Haswell's latest mini-LP on Diagonal is properly idiosyncratic noise techno

Within fundamentalist noise circles, there’s a certain perception that the function of a beat is to organise and ultimately simplify raw sound. In Haswell's case, his crumbling structures seem to do the opposite. Track titles such as ‘Worsening Daily’ and ‘Let Suffering Become You’ give clues to the eroding content here; these beats are wholly dilapidated, their restless shifting suggest rhythm as a form of liberation not confinement.

Respondent’s centrepiece is the nine-minute plus ‘Special Long Version (Demo)’, which features the extraordinary vocal work of Sue Tompkins - a visual artist and singer who previously fronted Glasgow art-punks Life Without Buildings. Her discordant vocals are barely welded into the fabric of the track; it’s almost as if they were recorded entirely separately and placed here by sheer chance, and the song works precisely because of that spontaneity.

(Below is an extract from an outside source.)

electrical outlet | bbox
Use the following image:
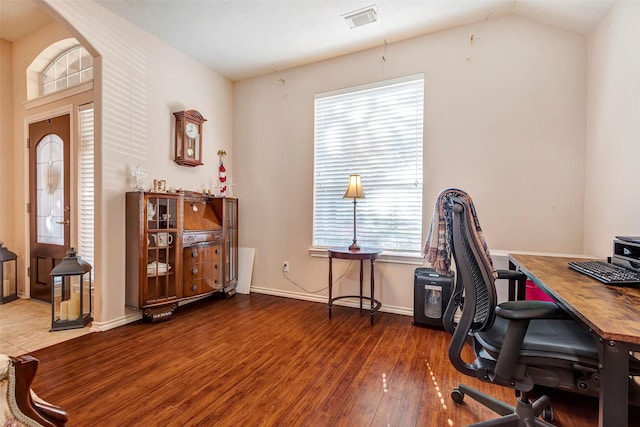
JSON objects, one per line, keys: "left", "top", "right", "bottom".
{"left": 282, "top": 261, "right": 289, "bottom": 272}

‘Let Suffering Become You’ wrongfoots you from the off with a divergent sample from Jonathan Guinness, uber Tory and son of Diana Mitford, who bemoans that: “An awful lot of people who enjoy punk would really like to be back in those days when they could actually see physical people hacking each other to death.” This is actually the closest Haswell comes to making an out and out techno banger; albeit one on the brutalist, Regis end of the spectrum.

This new, more dance-inflected approach took a while to take shape. In a 2016 interview with Resident Advisor, Haswell spoke of the numerous times his friends and collaborators Aphex Twin and Autechre urged him to "just stick a fucking beat on it, Russ." In his own stubborn way he’s succumbed, entirely on his own terms.